Di tengah derasnya arus dunia modern, dzikir menjadi kata kunci yang sering terucap tapi jarang benar-benar dirasakan. Ia bukan sekadar lafaz yang diputar di bibir, melainkan tali yang menjaga hati agar tidak hanyut di laut gelap dunia: lautan iklan, ambisi, dan kegelisahan. Kitab al-Tawbīkh karya Imam Ibn Hibbatillah al-Makkī mengingatkan, siapa yang melupakan dzikir, sama saja dengan melepaskan ikatan perahunya sendiri.
Hati yang Bergetar, Bukan Bibir yang Sibuk
Imam Ibn Hibbatillah menulis:
«الذِّكْرُ حَبْلُ الْقَلْبِ إِلَى اللهِ، فَمَنْ قَطَعَهُ غَرِقَ فِي بَحْرِ الْغَفْلَةِ»
Dzikir adalah tali hati kepada Allah. Siapa yang memutuskannya, ia akan tenggelam dalam lautan kelalaian.
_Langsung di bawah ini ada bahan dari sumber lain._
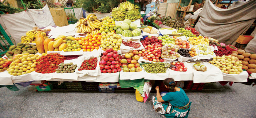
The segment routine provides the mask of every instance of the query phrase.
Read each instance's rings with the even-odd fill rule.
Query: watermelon
[[[122,35],[123,31],[123,30],[121,28],[118,28],[115,30],[115,33],[117,34],[120,34]]]
[[[125,37],[131,37],[133,36],[131,31],[131,30],[123,30],[122,34],[122,35]]]
[[[133,37],[137,37],[141,35],[141,30],[138,29],[135,29],[131,31]]]

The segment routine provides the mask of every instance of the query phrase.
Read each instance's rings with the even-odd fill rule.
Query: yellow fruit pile
[[[188,39],[188,41],[190,43],[190,44],[192,45],[197,45],[202,44],[207,45],[209,46],[209,43],[210,42],[208,39],[204,38],[201,36],[190,37]]]

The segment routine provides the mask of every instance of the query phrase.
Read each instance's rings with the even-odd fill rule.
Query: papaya
[[[41,34],[39,33],[36,36],[36,45],[39,53],[44,52],[44,37]]]

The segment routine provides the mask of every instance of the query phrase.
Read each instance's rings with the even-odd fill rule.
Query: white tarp
[[[1,15],[0,18],[3,21],[1,22],[1,25],[4,27],[5,30],[11,34],[15,43],[20,42],[21,36],[25,35],[26,32],[32,30],[33,27],[36,26],[35,22],[27,11]]]
[[[55,25],[47,4],[42,9],[28,9],[28,11],[29,16],[32,17],[38,28]]]
[[[83,10],[82,8],[74,8],[74,12],[75,12],[75,16],[76,19],[79,20],[80,18],[83,18]],[[66,15],[68,15],[68,13],[71,13],[74,14],[73,9],[65,9],[65,12],[66,12]]]

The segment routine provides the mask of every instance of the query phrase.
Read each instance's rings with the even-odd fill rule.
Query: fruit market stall
[[[0,85],[71,81],[67,87],[73,84],[80,90],[85,83],[81,81],[119,82],[115,87],[122,88],[168,77],[196,85],[247,82],[248,72],[255,77],[256,54],[182,28],[168,17],[160,20],[172,28],[140,27],[138,9],[126,2],[113,9],[113,18],[90,14],[74,25],[34,28],[0,58]]]

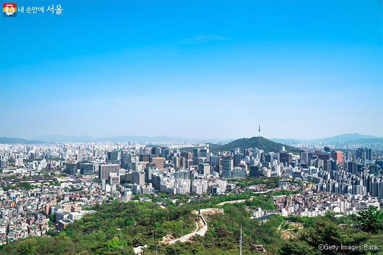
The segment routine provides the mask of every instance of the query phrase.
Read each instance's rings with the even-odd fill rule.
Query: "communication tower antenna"
[[[261,137],[261,123],[260,123],[260,128],[258,129],[258,132],[260,132],[259,136]]]

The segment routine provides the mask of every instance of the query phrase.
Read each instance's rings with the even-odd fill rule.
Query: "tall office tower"
[[[302,151],[300,152],[300,163],[305,164],[308,162],[308,152]]]
[[[366,149],[367,148],[358,148],[358,150],[356,151],[356,158],[361,160],[362,164],[365,165],[366,160],[367,160],[367,151]],[[370,151],[369,154],[371,154]]]
[[[201,149],[200,150],[200,157],[206,157],[209,152],[209,149]]]
[[[80,163],[80,173],[82,175],[93,175],[94,168],[95,165],[92,163]]]
[[[162,169],[164,168],[164,158],[163,157],[152,158],[152,162],[156,164],[156,168]]]
[[[108,152],[108,160],[118,160],[118,156],[119,155],[119,151],[109,151]]]
[[[101,189],[102,189],[102,191],[105,191],[106,186],[106,183],[105,182],[104,180],[103,180],[102,182],[101,182]]]
[[[193,149],[193,157],[200,157],[200,148],[196,148]]]
[[[233,172],[233,159],[231,157],[224,157],[222,160],[222,176],[231,177]]]
[[[245,149],[243,150],[243,155],[244,156],[251,156],[252,155],[252,152],[250,149]]]
[[[185,160],[185,166],[186,167],[186,168],[189,168],[190,165],[193,165],[193,159],[186,159],[186,160]]]
[[[346,161],[351,161],[352,160],[352,156],[351,155],[351,152],[347,151],[346,153]]]
[[[77,174],[78,165],[77,163],[74,162],[74,161],[72,162],[65,162],[65,170],[64,170],[64,172],[68,175],[74,176]],[[80,166],[80,164],[79,164],[79,166]]]
[[[289,165],[291,163],[291,158],[292,153],[279,153],[279,160],[281,163],[284,164],[286,163],[286,165]]]
[[[174,165],[174,169],[177,169],[179,167],[179,158],[178,157],[172,157],[171,159],[173,164]]]
[[[330,159],[330,152],[327,151],[323,151],[321,152],[321,154],[318,155],[318,157],[323,160],[323,168],[325,169],[327,168],[327,160]]]
[[[152,182],[152,175],[155,173],[160,173],[161,170],[160,169],[146,168],[144,172],[145,173],[145,182],[149,183]]]
[[[342,151],[333,151],[333,159],[338,161],[339,163],[342,163]]]
[[[186,151],[181,152],[181,156],[184,157],[186,160],[187,159],[193,159],[193,155],[191,154],[191,152],[186,152]]]
[[[209,175],[210,174],[210,164],[209,163],[201,163],[198,168],[199,175]]]
[[[366,159],[367,160],[372,160],[372,155],[371,155],[371,149],[368,149],[367,148],[364,148],[364,150],[366,151]]]
[[[251,177],[259,177],[260,168],[257,165],[251,165],[250,166],[250,176]]]
[[[275,166],[275,174],[277,175],[277,176],[281,176],[281,165],[280,164],[276,164]],[[251,172],[251,168],[250,168],[250,171]]]
[[[142,154],[140,155],[139,160],[141,162],[150,162],[150,156],[147,154]]]
[[[102,181],[108,179],[108,174],[109,173],[118,173],[119,172],[119,164],[100,164],[98,165],[98,180]]]
[[[186,159],[183,157],[179,157],[179,167],[182,167],[183,170],[186,168]]]
[[[139,185],[144,185],[145,184],[145,172],[132,172],[132,182]]]
[[[160,148],[158,147],[153,147],[152,148],[152,154],[155,155],[156,157],[160,155]]]
[[[118,173],[109,173],[108,174],[108,183],[111,185],[119,185],[120,176]]]
[[[337,171],[338,169],[338,161],[334,160],[334,159],[329,159],[327,160],[327,171],[330,172],[332,170],[334,171]]]
[[[123,154],[121,155],[121,168],[129,169],[129,154]]]
[[[260,154],[260,162],[261,163],[262,162],[265,162],[266,161],[266,154],[264,152],[261,152]]]
[[[315,167],[318,169],[323,169],[323,159],[316,159],[315,161]]]
[[[242,155],[240,154],[234,154],[234,165],[238,165],[241,163]]]
[[[362,163],[362,165],[364,166],[365,165],[366,165],[366,157],[367,157],[366,150],[365,149],[364,149],[363,148],[361,148],[360,149],[361,149],[360,152],[360,161],[361,161],[361,162]]]

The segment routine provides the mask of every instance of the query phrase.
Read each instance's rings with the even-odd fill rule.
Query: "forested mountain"
[[[234,148],[240,148],[241,151],[249,148],[258,148],[265,152],[278,152],[284,146],[287,152],[299,154],[300,150],[293,147],[291,147],[282,143],[273,142],[268,139],[261,137],[253,137],[251,138],[241,138],[233,141],[223,145],[214,143],[209,143],[209,151],[226,151]],[[181,151],[193,152],[193,147],[180,149]]]
[[[269,255],[324,255],[345,251],[321,250],[318,248],[321,244],[354,246],[345,254],[381,254],[383,251],[383,213],[376,208],[360,217],[355,215],[334,217],[328,214],[316,217],[284,218],[276,215],[260,223],[250,219],[251,211],[248,209],[267,207],[271,194],[264,196],[246,192],[202,199],[199,203],[197,201],[187,203],[184,196],[179,198],[176,204],[167,202],[167,208],[149,202],[116,201],[98,205],[92,208],[97,213],[85,215],[70,224],[65,231],[59,233],[49,231],[51,236],[28,237],[3,245],[0,246],[0,254],[126,255],[134,254],[133,247],[145,244],[149,245],[143,249],[145,255],[156,254],[157,244],[158,255],[239,254],[241,227],[243,255],[257,254],[252,249],[254,244],[263,245]],[[236,199],[246,201],[217,205]],[[199,206],[220,207],[224,213],[206,215],[208,232],[204,236],[196,236],[192,241],[174,244],[160,241],[165,235],[174,238],[180,236],[181,226],[184,235],[192,231],[195,219],[199,221],[198,216],[192,212]],[[284,220],[289,221],[286,223]],[[300,224],[303,228],[299,230],[294,222]],[[282,232],[285,229],[290,230]],[[365,249],[365,244],[370,247],[376,245],[378,249]]]

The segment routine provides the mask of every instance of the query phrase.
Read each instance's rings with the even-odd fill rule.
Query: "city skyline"
[[[53,2],[0,24],[0,136],[383,137],[381,2]]]

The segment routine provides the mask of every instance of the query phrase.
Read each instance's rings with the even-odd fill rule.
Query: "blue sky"
[[[0,135],[383,136],[382,3],[17,2]]]

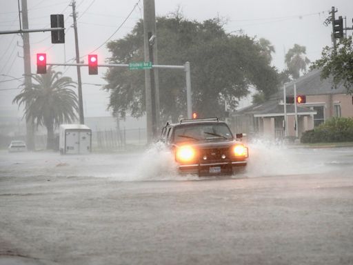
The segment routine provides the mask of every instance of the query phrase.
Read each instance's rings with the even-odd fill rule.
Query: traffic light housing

Betapa sering kita melihat orang rajin melafalkan dzikir selepas shalat, namun wajahnya masih keras, lisannya masih getir. Dzikir yang sejati tidak berhenti di bibir; ia menetes ke hati, menggetarkan urat, melembutkan jiwa.
Al-Qur’an menegaskan:
الَّذِينَ آمَنُوا وَتَطْمَئِنُّ قُلُوبُهُمْ بِذِكْرِ اللَّهِ ۗ أَلَا بِذِكْرِ اللَّهِ تَطْمَئِنُّ الْقُلُوبُ (الرعد: 28)
Orang-orang yang beriman dan hati mereka menjadi tenteram dengan mengingat Allah. Ingatlah, hanya dengan mengingat Allah hati menjadi tenteram.
Di sini dzikir bukan lagi ritual, melainkan ruang perjumpaan.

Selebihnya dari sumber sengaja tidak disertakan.